Winner: Travel + Leisure, ‘The New Delhi’
Photographer Frederic Lagrange gave visual testament to the theme of ambition in Travel + Leisure’s look at the up-and-coming Indian metropolis. Delhi is a city on the rise, self-consciously growing in significance worldwide and trying to look the part.
Juxtaposing the ancient textures and architecture with an emerging insistence among its thought leaders to embrace modern style, the images personalize Delhi. A woman in a Hermes skirt takes a vogue-ish turn in front of the Bara Gumbad tomb. Another model in a J. Crew top watches a young boy dash into the frame from a side street at night. A woman stands beside a passing subway car in a dress that carries both traditional iconography and a modern cut.
Lagrange captures in all of these photos a sense of self-confidence and determination among Delhi’s citizens.
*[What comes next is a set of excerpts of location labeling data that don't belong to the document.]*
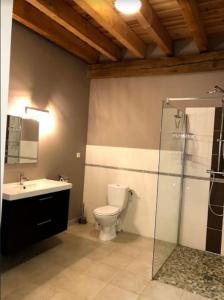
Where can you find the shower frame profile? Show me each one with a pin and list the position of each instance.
(167, 102)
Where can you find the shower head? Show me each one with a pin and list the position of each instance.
(217, 89)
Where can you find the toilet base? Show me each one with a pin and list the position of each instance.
(108, 233)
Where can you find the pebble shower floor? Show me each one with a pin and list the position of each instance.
(196, 271)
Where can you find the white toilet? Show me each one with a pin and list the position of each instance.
(108, 216)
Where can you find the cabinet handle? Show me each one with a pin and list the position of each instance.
(45, 222)
(45, 198)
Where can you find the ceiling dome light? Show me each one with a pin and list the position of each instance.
(128, 7)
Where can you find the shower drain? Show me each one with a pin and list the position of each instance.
(208, 277)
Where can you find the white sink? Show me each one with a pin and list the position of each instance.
(15, 191)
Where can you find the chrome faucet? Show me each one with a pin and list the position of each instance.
(22, 178)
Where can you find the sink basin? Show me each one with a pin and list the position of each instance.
(15, 191)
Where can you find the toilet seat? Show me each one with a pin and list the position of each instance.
(107, 210)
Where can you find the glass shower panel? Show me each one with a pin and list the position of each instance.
(170, 173)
The hustle and bustle are there—in the images of daily commutes and blurred activity of the fashion district. But the fundamental theme of the city—to take its place on the world stage and assert its growing economic power—are in the eyes and faces of the portfolio’s people. This is that rare travel photo spread that locates and deepens the character of a place.
Learn more about this winner.
Honorable Mentions
Advanstar Communications/Medical Economics – “Get the Word Out”: This portfolio of doctors engaging in their campaign to promote wellness helps readers move outside the clichés of the healthcare profession and outside the walls of the clinic.
Hearst Magazines/Food Network Magazine – “You’re Foiled”: Through deft lighting and superb framing and staging, this simple portfolio on foil-wrapped cooking managed to keep the food and the end result front and center.
People – “An African Boy’s Healing Year”: This story of a Zimbabwe boy, Beloved, who was disfigured in a land mine accident is told visually with uncommon dignity.
People – “This Is Home”: A year after a raid on the Yearning for Zion religious community in Texas, photographer David Burnett was able to chronicle both the toll the raid took on its people and the simple beauty of their existence.